For my annual (well, nearly annual) April Fool’s Day post, we revisit some of the past year’s most useless and inane numbers presentations. This year we celebrate an infographic about marijuana use in the U.S. in the recent past. This graph is this year’s winner because it is not only shockingly incompetent, but appeared on the website of a news outlet – CBS News – that really should know better. Here’s the graph:

 Legalizing Marijuana graph

Pie charts are almost always a bad way to present information in the first place (click here, here, and here for recent discussions of this overused technique), but when used correctly pie charts are intended to show each component’s share of a whole. For example, it could make sense to use a pie chart to compare the number of recreational drug users whose preferred drug was marijuana to the numbers whose first choices were alcohol, cocaine, or amphetamine. Or you could use a pie chart to show the share of a marijuana user’s household income spent on laughing tobacco to the corresponding shares spent on food, rent, clothing, and other sports and entertainment. But it makes absolutely no sense to use a pie chart to compare marijuana use in three separate time periods.

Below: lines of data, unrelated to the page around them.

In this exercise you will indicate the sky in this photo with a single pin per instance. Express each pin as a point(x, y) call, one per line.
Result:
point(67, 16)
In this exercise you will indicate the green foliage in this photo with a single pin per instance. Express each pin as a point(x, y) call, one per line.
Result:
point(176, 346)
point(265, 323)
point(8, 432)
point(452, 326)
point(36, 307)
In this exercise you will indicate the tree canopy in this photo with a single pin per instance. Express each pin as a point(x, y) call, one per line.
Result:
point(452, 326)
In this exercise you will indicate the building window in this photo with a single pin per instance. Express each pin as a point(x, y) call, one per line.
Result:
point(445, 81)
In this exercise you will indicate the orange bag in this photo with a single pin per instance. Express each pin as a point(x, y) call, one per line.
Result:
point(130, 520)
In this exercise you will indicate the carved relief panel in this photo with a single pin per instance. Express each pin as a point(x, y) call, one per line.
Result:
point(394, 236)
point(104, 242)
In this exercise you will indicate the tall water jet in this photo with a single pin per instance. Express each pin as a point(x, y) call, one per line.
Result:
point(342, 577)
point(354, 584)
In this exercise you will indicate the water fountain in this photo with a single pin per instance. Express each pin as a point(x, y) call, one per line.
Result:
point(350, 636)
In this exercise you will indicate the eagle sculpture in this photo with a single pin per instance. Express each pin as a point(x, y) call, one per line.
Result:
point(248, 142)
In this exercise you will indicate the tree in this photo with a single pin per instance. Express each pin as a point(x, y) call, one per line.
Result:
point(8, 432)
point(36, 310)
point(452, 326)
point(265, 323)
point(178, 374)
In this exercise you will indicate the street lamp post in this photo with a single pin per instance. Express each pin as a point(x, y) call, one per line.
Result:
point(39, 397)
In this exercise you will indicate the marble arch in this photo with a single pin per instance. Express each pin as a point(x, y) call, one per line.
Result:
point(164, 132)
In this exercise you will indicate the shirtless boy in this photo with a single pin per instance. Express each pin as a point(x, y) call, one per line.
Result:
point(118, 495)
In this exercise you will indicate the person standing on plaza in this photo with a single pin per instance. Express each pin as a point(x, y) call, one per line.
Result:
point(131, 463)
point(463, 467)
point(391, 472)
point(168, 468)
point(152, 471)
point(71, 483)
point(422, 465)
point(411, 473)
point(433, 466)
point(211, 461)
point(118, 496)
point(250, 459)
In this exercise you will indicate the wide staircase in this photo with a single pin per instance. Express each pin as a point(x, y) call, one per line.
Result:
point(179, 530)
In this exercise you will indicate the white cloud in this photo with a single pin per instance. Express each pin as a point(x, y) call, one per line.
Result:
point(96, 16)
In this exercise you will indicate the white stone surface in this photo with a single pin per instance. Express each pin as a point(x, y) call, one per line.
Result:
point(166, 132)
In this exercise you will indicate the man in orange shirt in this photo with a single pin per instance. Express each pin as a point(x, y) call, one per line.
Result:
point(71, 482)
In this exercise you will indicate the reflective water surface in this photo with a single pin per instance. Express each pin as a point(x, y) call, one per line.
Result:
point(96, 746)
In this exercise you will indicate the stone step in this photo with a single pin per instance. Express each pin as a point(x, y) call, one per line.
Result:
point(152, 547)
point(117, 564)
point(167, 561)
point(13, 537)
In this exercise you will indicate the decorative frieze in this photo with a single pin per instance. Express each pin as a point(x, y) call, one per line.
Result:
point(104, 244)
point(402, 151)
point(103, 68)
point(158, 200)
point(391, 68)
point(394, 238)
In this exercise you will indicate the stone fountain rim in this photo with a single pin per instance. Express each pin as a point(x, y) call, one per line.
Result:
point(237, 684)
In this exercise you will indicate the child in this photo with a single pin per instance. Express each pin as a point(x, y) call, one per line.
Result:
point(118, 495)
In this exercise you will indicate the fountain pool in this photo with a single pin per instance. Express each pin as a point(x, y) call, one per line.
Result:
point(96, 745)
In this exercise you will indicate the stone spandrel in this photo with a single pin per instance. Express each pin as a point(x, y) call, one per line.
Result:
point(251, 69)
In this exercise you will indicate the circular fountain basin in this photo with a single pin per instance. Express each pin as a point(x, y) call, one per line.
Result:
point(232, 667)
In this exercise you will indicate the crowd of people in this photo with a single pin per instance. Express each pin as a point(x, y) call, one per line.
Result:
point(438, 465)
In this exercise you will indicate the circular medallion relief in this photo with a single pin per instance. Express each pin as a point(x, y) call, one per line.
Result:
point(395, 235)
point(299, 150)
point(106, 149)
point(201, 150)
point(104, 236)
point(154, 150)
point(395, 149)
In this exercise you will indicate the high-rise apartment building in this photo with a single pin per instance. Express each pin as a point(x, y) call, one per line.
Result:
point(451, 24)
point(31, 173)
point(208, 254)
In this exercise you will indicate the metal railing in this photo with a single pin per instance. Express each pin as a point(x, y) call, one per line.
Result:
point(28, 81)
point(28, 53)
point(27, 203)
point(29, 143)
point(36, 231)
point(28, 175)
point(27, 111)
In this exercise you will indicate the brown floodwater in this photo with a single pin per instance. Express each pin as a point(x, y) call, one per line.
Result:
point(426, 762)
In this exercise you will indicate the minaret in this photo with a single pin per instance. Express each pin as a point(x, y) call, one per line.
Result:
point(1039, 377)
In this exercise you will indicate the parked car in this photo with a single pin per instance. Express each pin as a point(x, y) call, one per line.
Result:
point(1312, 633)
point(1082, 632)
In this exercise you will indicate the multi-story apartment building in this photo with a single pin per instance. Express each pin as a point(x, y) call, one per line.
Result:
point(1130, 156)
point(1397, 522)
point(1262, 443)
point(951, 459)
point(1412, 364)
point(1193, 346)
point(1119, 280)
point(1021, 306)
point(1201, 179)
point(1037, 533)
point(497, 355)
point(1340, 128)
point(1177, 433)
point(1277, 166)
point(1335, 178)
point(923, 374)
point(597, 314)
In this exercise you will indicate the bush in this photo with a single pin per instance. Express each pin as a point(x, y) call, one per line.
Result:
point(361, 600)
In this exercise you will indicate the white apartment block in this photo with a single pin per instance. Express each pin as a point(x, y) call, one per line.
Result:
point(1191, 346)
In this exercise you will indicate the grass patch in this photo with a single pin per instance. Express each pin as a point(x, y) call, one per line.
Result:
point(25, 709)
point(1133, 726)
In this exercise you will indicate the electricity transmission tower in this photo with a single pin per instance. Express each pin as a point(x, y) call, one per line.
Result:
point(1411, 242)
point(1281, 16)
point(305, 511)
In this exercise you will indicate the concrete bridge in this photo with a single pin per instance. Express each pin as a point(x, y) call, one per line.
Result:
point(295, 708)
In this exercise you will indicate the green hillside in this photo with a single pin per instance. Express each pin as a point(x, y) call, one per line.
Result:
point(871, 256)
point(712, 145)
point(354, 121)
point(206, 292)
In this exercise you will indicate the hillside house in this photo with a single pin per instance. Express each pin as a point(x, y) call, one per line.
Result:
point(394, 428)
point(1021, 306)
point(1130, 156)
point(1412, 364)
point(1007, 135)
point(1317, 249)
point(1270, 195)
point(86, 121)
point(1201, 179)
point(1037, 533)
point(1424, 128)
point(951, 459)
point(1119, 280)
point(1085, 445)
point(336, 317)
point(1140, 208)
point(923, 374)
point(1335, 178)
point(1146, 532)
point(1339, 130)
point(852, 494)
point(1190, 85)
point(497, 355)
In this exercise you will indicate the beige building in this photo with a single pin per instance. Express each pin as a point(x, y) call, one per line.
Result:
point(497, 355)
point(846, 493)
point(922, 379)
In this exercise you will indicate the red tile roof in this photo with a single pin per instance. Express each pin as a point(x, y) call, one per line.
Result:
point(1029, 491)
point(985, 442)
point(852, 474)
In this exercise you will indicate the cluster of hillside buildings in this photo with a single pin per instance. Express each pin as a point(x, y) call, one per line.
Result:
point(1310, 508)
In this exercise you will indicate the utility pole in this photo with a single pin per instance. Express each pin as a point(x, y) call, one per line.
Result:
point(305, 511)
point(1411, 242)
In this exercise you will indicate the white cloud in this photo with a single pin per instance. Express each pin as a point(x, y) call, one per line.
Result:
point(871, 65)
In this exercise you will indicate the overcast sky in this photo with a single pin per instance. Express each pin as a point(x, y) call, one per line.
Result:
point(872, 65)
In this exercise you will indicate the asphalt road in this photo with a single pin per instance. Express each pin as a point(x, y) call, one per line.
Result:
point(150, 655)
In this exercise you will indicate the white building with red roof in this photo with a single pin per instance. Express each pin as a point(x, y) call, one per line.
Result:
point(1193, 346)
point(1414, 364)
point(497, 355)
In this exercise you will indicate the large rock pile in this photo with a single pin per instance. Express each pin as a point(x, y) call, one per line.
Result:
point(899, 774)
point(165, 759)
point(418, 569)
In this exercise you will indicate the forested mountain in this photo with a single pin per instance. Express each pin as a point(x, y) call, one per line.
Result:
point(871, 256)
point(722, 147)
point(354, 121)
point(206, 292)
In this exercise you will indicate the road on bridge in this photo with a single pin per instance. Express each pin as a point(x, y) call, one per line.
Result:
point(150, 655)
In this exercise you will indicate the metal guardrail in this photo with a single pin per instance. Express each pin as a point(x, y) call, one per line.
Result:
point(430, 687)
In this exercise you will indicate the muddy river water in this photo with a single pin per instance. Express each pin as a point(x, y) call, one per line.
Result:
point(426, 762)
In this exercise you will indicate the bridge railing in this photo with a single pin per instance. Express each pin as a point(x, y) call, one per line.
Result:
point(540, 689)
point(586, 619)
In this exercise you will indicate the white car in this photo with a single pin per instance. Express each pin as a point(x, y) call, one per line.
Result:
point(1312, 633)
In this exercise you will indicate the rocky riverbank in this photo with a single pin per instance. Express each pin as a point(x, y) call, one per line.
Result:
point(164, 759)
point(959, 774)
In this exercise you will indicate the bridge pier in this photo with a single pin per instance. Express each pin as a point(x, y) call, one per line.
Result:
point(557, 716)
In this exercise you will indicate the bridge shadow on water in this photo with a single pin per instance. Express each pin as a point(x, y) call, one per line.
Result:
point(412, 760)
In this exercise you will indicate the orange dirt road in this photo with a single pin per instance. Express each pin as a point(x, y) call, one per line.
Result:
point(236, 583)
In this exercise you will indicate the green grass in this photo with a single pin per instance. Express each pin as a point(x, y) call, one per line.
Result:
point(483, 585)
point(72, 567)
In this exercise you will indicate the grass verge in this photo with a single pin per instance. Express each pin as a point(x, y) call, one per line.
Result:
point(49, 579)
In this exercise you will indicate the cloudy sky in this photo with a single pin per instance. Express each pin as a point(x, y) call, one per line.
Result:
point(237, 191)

We can only speculate on what the presenter smoked before preparing this infographic. I’m sorry that we’re out of space today, but in coming weeks we’ll take a look at some of the April Fool’s Day runners-up entries.

As an aside, what’s described above is not the only thing that’s wrong with this pie chart. Unless you happened to know the date the graph was posted – April 20, 2016, as it happens – you would have no way of knowing what “Today” and “Last Year” were. That type of omission is discourteous to your audience.

Moreover, wildly varying time intervals – one year (2016 vs. 2015) and 18 years (2015 vs. 1997), in this particular example – are generally a poor way to present information comparisons, regardless of the type of graph or table being used. That’s because the differing time intervals make it hard for the reader to form any conclusion about the relative rates of change.

I guess marijuana users get sloppy with their infographics, especially when it’s really good weed.

In fairness to CBS News, I must admit that the above graph is no longer part of the original news item that originally included it. Someone at CBS News must have chilled out.